The effect is, to be honest, a bit intimidating. It tires the ear sometimes, and the multiplicity of vocal approaches can all can blur into one polyphonic sameness if you’re not paying close attention. Some critics have accused Animal Collective of showing off, using their vocal ping-pong matches like a bad metal band uses guitar solos. I can’t argue that this is one of their best albums, though even now it sounds better with each listen as new details reveal themselves. What’s inarguble, though, is that the chaos and density allows for powerful payoffs when the two singers stop bantering and instead converge in harmony. The bridge on “FloriDada,” for example, is as glorious a musical passage as I’ve encountered in 2016.

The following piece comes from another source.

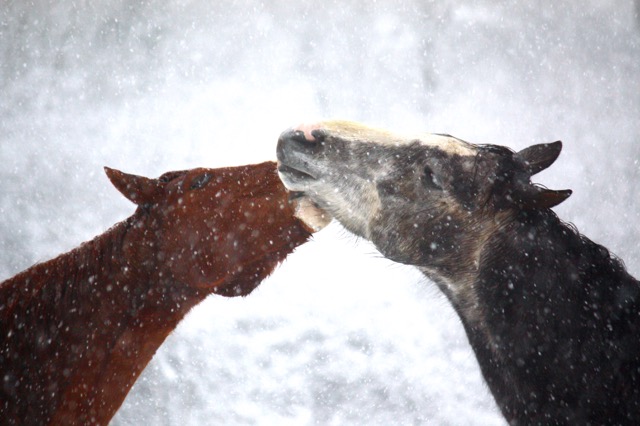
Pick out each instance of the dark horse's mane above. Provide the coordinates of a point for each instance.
(570, 305)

The lyrics of that bridge are, it turns out, about a bridge, which is an image that helps clarify the possible underlying purpose of Painting With. When you sit with the lyrics you realize they’re all, basically, about various ways that people might be connected—geography, family, love, even gender (as on the Bea Arthur-sampling “Golden Gal”). “I wanna discover the key and open the everywhere place:  A mix of sky from Montana dipped in FloriDada,” goes one refrain, a surreal and surprisingly moving display of desire for unity. Connection and community have always been big parts of Animal Collective’s message, but here the concept of oneness is made incarnate by Portner and Lennox’s performance across the album. The phone app that promoted Painting With is even on theme in that it allows users to collaborate on art with other users.

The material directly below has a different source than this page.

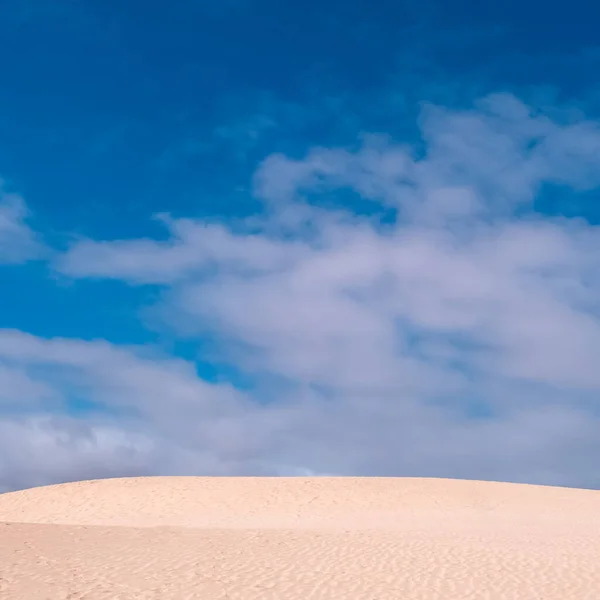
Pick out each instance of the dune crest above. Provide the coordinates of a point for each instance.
(299, 538)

Before they headed out on tour, the members of the band expressed some trepidation about how they were going to pull off the album’s complicated vocals in concert. I was curious, too, when I went to see them at the Royale in Boston earlier this week. Animal Collective shows are notoriously uncompromising events, with the members playing jammy, soupy sets that omit most of their “hits” and often lean heavily on unreleased material. That was somewhat the case here, though much of Painting With did get played. Whenever Avey Tare and Panda Bear had to trade off singing, I watched closely. To my surprise, it appeared they were mostly doing it live—casually throwing their voices to each other across the stage, with precision that seemed born less of practice than of  biological connection.